1. Jun 23, 2004

### needhelp

A person exerts a tangential force of 36.1 N on the rim of a disk-shaped merry-go-round of radius 2.74 m and mass 167 kg. If the merry-go-round starts at rest, what is its angular speed after the person has rotated it through an angle of 60.0°?

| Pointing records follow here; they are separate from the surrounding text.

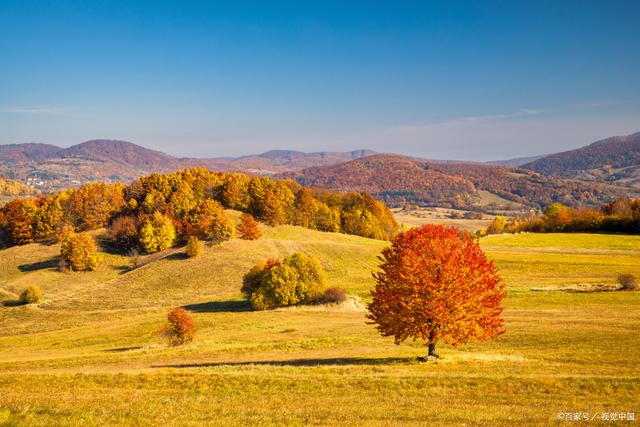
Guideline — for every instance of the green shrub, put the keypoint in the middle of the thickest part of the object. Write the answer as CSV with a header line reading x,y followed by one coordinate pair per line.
x,y
628,282
298,279
31,295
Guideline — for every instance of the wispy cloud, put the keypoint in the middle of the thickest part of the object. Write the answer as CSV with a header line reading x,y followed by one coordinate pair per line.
x,y
38,110
595,104
476,119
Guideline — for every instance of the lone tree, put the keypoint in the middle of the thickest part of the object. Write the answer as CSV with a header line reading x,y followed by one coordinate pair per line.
x,y
248,228
436,284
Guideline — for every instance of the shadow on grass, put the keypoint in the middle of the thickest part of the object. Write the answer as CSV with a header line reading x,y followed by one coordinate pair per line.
x,y
219,306
122,349
338,361
40,265
12,303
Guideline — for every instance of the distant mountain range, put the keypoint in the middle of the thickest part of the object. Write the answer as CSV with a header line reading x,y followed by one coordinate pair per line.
x,y
399,180
590,175
514,163
49,167
615,159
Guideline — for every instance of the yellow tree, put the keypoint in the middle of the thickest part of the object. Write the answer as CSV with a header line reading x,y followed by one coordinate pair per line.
x,y
157,233
79,252
248,228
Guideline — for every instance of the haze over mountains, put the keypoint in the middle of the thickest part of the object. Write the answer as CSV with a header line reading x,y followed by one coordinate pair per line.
x,y
590,175
50,167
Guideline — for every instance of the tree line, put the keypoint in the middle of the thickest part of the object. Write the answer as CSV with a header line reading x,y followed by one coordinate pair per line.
x,y
619,216
158,211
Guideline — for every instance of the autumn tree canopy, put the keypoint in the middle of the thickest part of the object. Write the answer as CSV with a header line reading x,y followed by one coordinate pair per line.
x,y
436,285
248,227
194,202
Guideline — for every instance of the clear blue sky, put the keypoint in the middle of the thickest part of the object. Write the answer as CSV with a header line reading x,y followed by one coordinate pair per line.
x,y
451,79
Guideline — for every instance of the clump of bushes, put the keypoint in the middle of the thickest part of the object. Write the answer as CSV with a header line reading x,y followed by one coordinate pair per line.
x,y
79,252
194,247
628,282
333,296
180,328
248,228
31,295
298,279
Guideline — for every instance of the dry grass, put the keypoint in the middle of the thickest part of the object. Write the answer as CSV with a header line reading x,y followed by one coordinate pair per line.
x,y
92,355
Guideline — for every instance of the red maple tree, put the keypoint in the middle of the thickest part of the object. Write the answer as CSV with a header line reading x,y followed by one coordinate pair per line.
x,y
437,284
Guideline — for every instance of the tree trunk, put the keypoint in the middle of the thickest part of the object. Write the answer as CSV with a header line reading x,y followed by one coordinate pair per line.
x,y
432,351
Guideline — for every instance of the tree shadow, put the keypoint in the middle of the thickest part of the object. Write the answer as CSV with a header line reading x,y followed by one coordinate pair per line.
x,y
122,349
12,303
40,265
219,306
177,256
338,361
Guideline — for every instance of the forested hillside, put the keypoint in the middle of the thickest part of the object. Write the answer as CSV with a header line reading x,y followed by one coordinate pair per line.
x,y
611,159
157,211
398,180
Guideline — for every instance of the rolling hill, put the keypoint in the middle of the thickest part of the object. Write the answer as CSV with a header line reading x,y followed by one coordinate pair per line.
x,y
10,189
615,159
399,180
48,167
90,354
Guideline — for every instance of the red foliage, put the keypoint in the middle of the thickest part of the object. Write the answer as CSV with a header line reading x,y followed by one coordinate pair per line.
x,y
180,329
434,285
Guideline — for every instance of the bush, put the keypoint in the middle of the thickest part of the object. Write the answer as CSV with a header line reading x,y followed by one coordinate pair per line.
x,y
157,233
79,252
333,296
248,228
123,231
194,247
31,295
180,328
298,279
628,282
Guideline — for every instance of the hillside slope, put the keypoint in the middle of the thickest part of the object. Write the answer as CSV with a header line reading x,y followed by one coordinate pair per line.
x,y
92,354
399,180
615,159
49,167
10,189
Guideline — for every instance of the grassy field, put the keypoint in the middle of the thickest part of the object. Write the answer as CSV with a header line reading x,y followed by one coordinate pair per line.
x,y
90,354
420,216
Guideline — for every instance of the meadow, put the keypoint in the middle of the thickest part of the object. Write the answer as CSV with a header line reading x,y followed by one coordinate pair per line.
x,y
90,354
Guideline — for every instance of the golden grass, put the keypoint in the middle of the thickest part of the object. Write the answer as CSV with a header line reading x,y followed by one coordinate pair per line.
x,y
91,355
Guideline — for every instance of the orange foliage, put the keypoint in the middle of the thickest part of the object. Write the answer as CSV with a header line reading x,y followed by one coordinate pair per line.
x,y
434,285
180,328
248,228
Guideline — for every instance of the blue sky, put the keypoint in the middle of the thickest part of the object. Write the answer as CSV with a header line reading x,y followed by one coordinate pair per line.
x,y
459,80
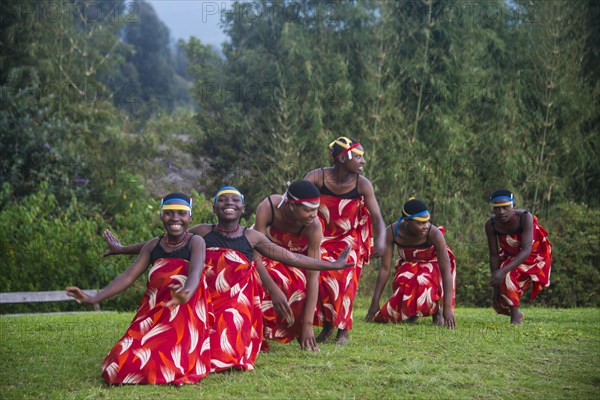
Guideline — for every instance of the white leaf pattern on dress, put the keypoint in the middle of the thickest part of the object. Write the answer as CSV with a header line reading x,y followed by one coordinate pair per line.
x,y
125,344
221,283
201,311
238,320
233,256
332,282
174,312
298,295
111,370
168,373
158,329
144,355
176,355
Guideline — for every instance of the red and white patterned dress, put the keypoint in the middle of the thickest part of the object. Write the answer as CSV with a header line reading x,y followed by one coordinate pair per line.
x,y
235,298
346,222
292,281
163,346
417,288
534,271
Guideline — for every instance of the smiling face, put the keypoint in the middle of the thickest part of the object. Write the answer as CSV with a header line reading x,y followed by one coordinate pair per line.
x,y
176,222
503,213
229,207
303,214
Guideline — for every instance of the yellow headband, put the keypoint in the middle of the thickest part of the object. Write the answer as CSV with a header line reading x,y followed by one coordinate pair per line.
x,y
176,207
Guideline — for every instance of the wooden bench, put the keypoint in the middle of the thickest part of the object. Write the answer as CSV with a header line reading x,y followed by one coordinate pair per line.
x,y
41,297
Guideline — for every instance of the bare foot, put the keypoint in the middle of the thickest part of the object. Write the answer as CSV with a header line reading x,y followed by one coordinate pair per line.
x,y
343,337
325,333
516,319
438,318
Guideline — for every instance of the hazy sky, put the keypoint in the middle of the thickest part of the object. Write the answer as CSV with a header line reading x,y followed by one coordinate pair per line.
x,y
199,18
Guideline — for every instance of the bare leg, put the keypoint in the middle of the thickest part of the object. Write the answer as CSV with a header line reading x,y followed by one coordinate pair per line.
x,y
325,333
342,337
516,316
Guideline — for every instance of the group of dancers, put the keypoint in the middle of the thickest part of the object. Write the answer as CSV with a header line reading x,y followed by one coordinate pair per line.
x,y
217,293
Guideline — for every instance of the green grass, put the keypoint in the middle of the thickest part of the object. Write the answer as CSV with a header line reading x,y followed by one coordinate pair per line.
x,y
555,354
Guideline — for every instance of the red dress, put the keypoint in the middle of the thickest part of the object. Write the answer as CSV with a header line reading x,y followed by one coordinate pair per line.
x,y
417,287
163,346
347,222
534,271
292,281
234,293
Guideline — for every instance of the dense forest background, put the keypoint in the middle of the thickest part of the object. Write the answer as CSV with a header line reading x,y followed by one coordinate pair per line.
x,y
101,115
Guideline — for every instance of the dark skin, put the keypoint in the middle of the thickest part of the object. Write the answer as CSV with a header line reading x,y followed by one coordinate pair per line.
x,y
297,217
414,233
506,220
175,223
229,208
341,178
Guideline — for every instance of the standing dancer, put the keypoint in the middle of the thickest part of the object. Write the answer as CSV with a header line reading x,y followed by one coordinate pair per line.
x,y
424,282
348,206
520,255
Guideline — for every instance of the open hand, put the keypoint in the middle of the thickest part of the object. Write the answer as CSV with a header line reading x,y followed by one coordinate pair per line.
x,y
79,295
281,306
114,246
341,262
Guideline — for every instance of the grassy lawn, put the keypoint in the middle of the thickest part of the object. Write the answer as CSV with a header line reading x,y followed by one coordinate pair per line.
x,y
555,354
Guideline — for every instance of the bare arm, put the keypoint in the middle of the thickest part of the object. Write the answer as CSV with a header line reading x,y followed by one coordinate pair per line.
x,y
439,243
384,274
120,283
366,189
182,295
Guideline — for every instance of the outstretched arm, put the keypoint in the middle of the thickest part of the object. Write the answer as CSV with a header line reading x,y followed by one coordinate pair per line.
x,y
366,189
120,283
182,294
439,243
384,274
270,250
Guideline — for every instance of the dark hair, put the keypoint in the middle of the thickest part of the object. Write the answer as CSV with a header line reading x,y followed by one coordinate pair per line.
x,y
303,190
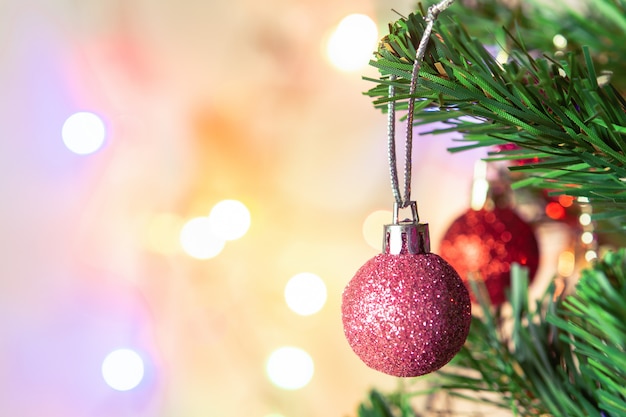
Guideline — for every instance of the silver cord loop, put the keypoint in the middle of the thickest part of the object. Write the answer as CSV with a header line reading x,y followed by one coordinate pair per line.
x,y
400,202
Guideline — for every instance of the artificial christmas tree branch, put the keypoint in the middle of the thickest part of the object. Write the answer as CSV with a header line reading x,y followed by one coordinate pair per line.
x,y
555,110
561,358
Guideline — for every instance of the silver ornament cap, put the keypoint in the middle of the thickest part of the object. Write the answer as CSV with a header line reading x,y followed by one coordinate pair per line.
x,y
406,237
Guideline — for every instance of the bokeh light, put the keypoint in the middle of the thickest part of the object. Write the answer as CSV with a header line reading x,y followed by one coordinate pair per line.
x,y
198,239
83,133
373,227
353,42
587,238
305,293
290,368
230,219
123,369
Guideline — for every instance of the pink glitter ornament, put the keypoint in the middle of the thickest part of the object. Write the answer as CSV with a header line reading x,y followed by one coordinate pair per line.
x,y
406,312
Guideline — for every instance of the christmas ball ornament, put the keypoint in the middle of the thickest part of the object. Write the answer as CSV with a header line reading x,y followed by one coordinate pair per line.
x,y
482,244
406,312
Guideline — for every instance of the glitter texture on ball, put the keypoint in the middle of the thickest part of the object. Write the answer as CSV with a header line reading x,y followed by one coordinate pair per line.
x,y
406,315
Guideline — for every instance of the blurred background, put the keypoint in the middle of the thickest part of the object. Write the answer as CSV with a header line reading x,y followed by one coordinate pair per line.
x,y
188,186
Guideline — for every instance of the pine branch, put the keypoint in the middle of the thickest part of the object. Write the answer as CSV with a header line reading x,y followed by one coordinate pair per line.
x,y
561,358
554,109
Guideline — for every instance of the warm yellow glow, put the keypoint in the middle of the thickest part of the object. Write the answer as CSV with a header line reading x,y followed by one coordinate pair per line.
x,y
83,133
162,232
122,369
290,368
480,186
585,219
373,227
230,219
198,240
305,293
353,42
587,238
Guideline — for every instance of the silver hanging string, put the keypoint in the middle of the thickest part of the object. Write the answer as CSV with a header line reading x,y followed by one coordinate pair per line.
x,y
402,202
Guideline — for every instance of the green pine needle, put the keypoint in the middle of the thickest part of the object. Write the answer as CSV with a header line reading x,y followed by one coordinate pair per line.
x,y
553,109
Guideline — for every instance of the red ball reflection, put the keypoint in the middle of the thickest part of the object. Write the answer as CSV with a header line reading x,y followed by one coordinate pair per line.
x,y
484,243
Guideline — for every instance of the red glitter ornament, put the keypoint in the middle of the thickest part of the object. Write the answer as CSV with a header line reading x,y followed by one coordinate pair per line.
x,y
406,312
484,243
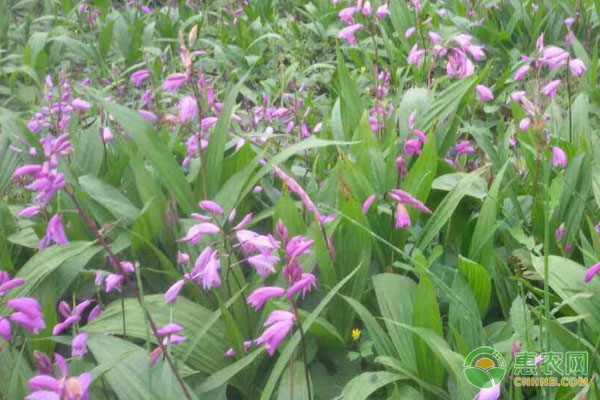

=> L=Iw => w = L/I where I=1/2mr^2
I just don't know where to plug in the tangential force and the angle.

2. Jun 24, 2004

### e(ho0n3

Let F be the tangential force, R the radius of the merry-go-round and M its mass. The torque is $\tau = FR = I\alpha$. You know F, R and I so you can solve for $\alpha$ and then use that to find the angular velocity. Pretty straight forward. Remember, physics is not about plugging numbers and spitting answers.

3. Jun 24, 2004

### needhelp

I calculated
a)alpha = T/I = 98.9/627 = 0.158 rad/s
b)theta = 1/2 (alpha) t^2 => t = sqrt(2 * 1.05 / 0.158) = 3.65s
c)w = (alpha) t = 0.158 rad/s^2 * 3.65 s = 0.577 rad/s

Please let me know if my figures are correct. Again, thank you.

4. Jun 24, 2004

### e(ho0n3

Instead of finding t, you could just use $\omega^2 = \omega_0^2 + 2\alpha\theta$. You can check your answer doing it this way.